Now on the disappointed side there are also three groups of people we’ve already mentioned: the surprised, the skeptical and the cynical.

It’s probably true that there are no cynical people here, but even if there are, I’m not sure I have a word for you. I don’t think a word would do any good at this time. If I thought it would, I would stand here all day and talk. But if you are hardened, I don’t think I could say anything that would help you. My prayer is that in time you will open your heart back up to God.

To the skeptical, who are wrestling with doubt, don’t despise your doubt. Doubt is a very important developmental stage in Christian faith. Where there is no room for doubt, there’s no room for faith to grow. Embrace your doubt, work through it by either engaging God’s word on the subject or talking with a trusted friend who can provide you with some Biblical counsel.

To the surprised, to those who are just discovering for the first time that your experience is falling short of your expectation of God. My word to you is, don’t be surprised. Rather, be encouraged to know that all your Biblical heroes of the faith have experienced disappointment at one time or another. Abraham, Moses, David, Job, the 12 disciples; the Apostle Paul; all of them faced disappointment in God. Think of what the disciples went through as they watched their Master suffer and die a criminal’s death on the cross. Think of even Jesus Himself, of when He hung upon the cross how when God seemed most distant Jesus cried out of His pain and anguish, “My God, My God why have you forsaken Me?” If you are surprised, don’t be.

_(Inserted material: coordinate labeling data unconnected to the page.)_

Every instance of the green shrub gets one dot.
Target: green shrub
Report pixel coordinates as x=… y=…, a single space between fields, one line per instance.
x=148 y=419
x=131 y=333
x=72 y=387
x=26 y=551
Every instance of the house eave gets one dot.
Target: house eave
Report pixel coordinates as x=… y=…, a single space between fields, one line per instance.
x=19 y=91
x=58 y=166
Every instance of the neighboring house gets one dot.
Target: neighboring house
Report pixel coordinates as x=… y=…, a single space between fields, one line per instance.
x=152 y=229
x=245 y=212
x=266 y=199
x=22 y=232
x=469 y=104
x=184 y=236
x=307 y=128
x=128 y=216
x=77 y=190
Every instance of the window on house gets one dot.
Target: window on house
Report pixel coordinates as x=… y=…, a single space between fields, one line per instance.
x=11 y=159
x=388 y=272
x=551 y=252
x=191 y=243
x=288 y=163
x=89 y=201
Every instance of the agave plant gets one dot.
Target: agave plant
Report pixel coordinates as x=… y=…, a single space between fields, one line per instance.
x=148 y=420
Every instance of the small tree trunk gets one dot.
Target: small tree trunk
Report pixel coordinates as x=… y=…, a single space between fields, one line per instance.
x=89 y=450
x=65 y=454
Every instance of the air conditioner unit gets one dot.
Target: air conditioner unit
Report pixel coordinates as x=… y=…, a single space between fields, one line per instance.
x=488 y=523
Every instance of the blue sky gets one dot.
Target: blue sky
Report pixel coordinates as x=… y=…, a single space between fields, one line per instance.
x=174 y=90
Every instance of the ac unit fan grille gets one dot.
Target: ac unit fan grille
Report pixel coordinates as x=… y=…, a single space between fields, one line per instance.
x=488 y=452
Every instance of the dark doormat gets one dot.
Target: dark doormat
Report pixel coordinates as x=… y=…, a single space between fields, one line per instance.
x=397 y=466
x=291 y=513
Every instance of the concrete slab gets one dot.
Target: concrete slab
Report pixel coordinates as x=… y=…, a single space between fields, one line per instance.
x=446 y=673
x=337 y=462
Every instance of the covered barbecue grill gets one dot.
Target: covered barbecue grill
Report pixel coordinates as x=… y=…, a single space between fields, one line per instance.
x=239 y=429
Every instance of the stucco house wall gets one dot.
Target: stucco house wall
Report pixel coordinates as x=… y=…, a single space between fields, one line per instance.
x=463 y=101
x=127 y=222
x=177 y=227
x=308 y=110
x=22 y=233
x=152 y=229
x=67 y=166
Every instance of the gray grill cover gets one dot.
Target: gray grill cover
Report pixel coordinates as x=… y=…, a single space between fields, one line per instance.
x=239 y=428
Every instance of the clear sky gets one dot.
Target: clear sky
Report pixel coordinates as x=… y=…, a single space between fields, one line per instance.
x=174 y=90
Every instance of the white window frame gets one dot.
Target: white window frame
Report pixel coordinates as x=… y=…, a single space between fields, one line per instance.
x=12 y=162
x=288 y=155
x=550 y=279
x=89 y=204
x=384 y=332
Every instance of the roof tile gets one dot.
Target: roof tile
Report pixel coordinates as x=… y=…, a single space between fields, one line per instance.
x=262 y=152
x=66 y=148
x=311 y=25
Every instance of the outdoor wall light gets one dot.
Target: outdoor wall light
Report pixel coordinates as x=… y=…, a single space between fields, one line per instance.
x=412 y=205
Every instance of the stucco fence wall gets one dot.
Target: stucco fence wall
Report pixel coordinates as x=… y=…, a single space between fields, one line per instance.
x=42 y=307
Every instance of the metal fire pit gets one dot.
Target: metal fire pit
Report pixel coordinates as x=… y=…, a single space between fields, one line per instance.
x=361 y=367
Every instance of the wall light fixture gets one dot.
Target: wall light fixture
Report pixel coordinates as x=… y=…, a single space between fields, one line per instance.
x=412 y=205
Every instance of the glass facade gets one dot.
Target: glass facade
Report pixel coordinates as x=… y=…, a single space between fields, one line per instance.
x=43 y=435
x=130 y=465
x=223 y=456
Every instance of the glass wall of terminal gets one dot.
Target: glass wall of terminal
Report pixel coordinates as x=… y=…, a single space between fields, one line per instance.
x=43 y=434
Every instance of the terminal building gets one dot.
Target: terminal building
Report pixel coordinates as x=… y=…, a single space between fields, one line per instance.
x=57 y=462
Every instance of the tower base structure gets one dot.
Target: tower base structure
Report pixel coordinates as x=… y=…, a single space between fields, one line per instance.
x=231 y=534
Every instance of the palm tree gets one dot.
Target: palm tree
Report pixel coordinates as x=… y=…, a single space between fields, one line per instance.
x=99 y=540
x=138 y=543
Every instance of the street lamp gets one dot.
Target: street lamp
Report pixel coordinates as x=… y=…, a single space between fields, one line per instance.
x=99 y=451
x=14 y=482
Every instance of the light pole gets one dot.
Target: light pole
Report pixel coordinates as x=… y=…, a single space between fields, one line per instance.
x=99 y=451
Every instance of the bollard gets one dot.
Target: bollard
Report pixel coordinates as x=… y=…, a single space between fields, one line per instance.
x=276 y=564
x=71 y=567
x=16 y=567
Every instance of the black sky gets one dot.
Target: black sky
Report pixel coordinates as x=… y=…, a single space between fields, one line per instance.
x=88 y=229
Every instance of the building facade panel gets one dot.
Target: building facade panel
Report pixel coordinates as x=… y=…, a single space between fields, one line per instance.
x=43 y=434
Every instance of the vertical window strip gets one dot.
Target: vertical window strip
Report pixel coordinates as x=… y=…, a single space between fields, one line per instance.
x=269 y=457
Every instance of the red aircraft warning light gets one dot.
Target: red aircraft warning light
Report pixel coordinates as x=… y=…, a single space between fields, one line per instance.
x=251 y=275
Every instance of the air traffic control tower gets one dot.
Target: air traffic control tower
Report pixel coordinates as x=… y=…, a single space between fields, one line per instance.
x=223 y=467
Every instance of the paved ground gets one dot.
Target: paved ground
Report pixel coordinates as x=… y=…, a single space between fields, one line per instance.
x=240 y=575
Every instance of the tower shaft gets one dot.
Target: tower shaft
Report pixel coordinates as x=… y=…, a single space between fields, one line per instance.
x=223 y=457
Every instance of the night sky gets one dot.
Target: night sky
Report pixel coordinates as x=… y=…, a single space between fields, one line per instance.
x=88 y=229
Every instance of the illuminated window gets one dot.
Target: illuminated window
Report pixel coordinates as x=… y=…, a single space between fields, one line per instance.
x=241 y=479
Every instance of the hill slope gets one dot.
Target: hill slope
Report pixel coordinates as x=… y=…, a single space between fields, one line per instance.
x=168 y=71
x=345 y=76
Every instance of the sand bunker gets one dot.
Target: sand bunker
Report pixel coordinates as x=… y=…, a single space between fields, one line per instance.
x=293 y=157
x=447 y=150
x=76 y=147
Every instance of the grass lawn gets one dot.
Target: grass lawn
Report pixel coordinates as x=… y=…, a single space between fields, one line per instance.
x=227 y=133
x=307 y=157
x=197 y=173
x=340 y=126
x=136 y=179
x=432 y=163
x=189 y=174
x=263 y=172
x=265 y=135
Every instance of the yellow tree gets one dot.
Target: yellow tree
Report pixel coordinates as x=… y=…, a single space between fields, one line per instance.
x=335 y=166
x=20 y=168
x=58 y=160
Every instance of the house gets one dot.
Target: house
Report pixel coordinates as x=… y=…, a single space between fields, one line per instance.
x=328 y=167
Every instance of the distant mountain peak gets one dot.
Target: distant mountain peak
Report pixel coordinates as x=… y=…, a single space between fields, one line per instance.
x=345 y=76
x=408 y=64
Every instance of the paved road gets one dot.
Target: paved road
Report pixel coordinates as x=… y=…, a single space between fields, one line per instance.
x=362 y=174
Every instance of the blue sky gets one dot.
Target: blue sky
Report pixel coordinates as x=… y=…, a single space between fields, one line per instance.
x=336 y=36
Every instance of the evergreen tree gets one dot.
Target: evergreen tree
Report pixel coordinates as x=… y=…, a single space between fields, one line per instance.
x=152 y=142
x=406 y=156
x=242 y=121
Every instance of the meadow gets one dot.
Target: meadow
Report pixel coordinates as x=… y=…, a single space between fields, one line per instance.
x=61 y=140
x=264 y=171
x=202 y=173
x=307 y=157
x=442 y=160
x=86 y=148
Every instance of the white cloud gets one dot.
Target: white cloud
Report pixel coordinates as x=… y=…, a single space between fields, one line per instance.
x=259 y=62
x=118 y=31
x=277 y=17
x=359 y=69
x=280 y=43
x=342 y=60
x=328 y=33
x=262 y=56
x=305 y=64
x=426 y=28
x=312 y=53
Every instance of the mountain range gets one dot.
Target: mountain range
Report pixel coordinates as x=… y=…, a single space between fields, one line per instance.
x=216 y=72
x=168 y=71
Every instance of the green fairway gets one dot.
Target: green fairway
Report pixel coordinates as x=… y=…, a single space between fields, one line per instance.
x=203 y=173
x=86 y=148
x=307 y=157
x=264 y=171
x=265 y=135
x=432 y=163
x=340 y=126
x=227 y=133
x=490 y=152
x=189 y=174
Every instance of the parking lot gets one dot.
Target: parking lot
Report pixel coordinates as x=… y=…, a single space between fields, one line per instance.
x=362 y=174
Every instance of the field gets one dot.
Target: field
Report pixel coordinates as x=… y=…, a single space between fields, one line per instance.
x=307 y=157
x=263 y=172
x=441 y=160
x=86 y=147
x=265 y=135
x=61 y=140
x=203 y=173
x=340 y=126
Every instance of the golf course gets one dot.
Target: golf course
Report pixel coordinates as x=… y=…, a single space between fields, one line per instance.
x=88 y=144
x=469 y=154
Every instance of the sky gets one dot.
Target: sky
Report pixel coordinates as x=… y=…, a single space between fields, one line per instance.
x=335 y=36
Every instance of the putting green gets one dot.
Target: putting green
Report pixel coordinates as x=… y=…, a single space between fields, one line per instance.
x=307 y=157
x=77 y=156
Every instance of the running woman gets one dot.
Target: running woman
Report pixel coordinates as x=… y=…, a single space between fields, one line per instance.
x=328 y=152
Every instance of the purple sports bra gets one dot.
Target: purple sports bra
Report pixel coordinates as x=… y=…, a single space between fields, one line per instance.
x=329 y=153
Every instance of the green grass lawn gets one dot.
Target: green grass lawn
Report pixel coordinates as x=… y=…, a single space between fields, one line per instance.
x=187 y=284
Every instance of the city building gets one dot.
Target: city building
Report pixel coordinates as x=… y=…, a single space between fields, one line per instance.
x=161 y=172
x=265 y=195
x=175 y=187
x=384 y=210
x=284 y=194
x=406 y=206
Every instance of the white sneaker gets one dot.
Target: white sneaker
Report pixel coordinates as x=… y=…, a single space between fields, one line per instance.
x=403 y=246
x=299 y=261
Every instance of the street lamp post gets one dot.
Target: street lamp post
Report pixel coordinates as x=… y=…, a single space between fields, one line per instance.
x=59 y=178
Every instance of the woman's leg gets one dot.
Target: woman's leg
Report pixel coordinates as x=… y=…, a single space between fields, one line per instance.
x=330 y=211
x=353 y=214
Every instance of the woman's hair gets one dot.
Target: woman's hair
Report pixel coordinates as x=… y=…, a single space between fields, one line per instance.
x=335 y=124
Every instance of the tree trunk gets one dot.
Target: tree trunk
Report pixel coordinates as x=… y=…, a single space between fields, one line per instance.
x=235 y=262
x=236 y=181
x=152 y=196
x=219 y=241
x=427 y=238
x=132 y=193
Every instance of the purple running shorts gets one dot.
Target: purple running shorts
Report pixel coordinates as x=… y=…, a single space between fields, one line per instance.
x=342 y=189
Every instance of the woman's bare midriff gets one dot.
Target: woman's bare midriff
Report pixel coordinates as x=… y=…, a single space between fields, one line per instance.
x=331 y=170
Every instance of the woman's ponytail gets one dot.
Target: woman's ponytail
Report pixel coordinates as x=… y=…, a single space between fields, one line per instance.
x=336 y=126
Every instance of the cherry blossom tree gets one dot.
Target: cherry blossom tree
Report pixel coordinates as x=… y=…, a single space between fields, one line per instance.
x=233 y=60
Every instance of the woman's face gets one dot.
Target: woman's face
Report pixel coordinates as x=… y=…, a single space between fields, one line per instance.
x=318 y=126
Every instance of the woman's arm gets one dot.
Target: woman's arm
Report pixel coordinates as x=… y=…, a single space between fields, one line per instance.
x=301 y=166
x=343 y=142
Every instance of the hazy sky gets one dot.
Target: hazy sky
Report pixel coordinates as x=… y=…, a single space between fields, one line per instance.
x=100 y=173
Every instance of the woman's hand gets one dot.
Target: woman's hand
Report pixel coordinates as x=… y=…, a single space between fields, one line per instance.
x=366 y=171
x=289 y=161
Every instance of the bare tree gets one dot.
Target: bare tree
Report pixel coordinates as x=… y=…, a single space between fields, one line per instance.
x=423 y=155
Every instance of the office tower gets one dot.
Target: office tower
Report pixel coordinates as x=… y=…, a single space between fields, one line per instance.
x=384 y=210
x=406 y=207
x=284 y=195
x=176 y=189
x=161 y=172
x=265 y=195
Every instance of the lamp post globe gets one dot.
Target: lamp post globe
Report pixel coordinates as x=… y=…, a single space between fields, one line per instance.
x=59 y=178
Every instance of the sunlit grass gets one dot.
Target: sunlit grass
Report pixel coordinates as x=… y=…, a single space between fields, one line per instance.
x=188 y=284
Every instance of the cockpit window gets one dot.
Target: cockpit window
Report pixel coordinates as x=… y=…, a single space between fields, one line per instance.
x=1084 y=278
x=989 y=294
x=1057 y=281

Finally, to those of you have been deeply disappointed with life and you’ve never met Christ, my word to you is, ‘Come.’ Come to the One who endured the loneliness of the cross so that we would always have a friend in Him who would never leave us. Come to the One who experienced death on the cross so that through our faith in Him, our sin could be forgiven. Come to the One who was raised from the dead so that we too could experience life everlasting. If you’ve never bowed your knee to Christ, ‘Come’ to the only One who will satisfy all your longings by filling the hole in your heart with His love.